One aspect that has been consistent, ever since bitcoin first burst into the mainstream during 2016, is the continuous push-and-pull between supporters of blockchain technology applications and those who support individual cryptocurrencies, tokens or other tokenized assets. Both items, without a doubt, will have a role to play in the future of how data is stored, processed, transferred, and ultimately analyzed by market actors. What remains to seen, however, is just how the balance and dynamic between different subsets of the crypto market – decentralized finance (DeFi), non-fungible tokens (NFTs), decentralized autonomous organizations (DAOs), or central bank digital currencies (CBDCs) – will prevail.

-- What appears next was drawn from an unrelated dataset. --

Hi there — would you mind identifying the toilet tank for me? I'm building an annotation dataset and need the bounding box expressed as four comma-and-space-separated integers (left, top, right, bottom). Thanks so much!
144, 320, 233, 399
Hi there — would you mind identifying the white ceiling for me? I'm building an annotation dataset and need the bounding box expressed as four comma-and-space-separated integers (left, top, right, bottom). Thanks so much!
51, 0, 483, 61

Crypto winter is here, and this should be viewed as an opportunity for market actors to design and develop better and more innovative solutions. Let’s take a look at two issues that should be top of mind for developers and investors as the crypto winter continues to move forward.

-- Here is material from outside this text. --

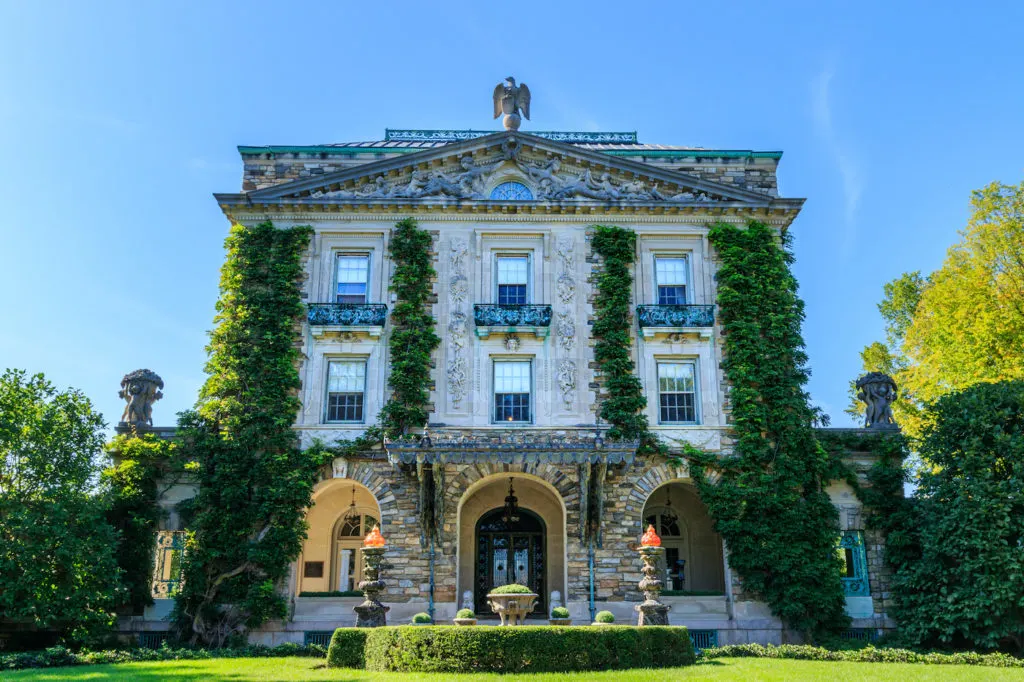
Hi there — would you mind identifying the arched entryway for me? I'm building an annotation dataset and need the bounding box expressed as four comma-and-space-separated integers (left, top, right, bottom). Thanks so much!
642, 481, 725, 594
474, 507, 546, 613
457, 474, 566, 617
299, 478, 380, 594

Functionality over price volatility. An ever-present thread in the cryptoasset marketplace has been the specter of get-rich-quick schemes, and a powerful focus (from investors) on the potential to purchase tokens that would dramatically increase in price. Such activities and actions are signs of a healthy marketplace, and should not be artificially suppressed; financial and intellectual capital are drawn to areas that produce higher rates of return. Rather, an approach that might serve developers and organizations well during this period of depressed prices is to focus on the functionality of the applications versus simply paying attention to the prices of the associated tokens.
Examples of such an approach that are beginning to manifest in the marketplace, include, but are not limited to, blockchain-based applications connected to healthcare records, academic credentials, and property records. In order to gain the trust and confidence of the non-expert marketplace, which is much larger than the crypto-native or crypto-expert space, there will need to be an emphasis on use cases and functionality versus simply using crypto as a speculative investment.
In other words, blockchain and cryptoassets will need to work and appeal to an audience much larger than those investors seeking rapid price increases, which is a good thing for the health and sustainability of the sector overall.
Payments need to take prominence. Despite the rush to develop new and innovative applications in the cryptoasset space, the initial (and some would say most powerful) appeal of crypto is to improve the speed and transparency with which payments are made. Institutions have largely recognized this fact, with virtually every major financial institution and payment processor investing to develop blockchain and crypto related applications. What has remained less of a focus, however, is the appeal of utilizing crypto for payments for individuals and entrepreneurs. The theoretical benefits and upsides of doing so have been well-established, but in order to achieve mainstream adoption, this use case will need to become clearer.
The specific cryptoassets that will take the lead in this transition and focus on payments is open for debate, but it does seem reasonable to state that stablecoins will have an important role to play moving forward. Investing in cryptoassets, or any other speculative asset, requires an ability to assess risk, and cryptoassets have proven to be an asset that possesses a higher-than-normal risk profile. Crypto payments, particularly those that utilize stablecoins, are a functional on-ramp that can enable even risk-averse investors to gain exposure to cryptoassets.
Stated another way, some of the most mundane cryptoassets in the marketplace – stablecoins – might also be the simplest and most effective way to obtain wider adoption.
Cryptoassets and blockchain technology at large have continued to innovate and advance at accelerating rates, even in the face of the current crypto winter. Short-term pain and disruptions should not be minimized, but should be viewed as an opportunity for investors, developers, and regulators to focus on building out more sustainable and functional applications. Price volatility certainly generates headlines, but should not be the primary focus of market participants. The current crypto winter should be viewed an opportunity to re-focus, and allocate both intellectual and financial capital to more sustainable and comprehensive projects. The crypto ecosystem will benefit as a result.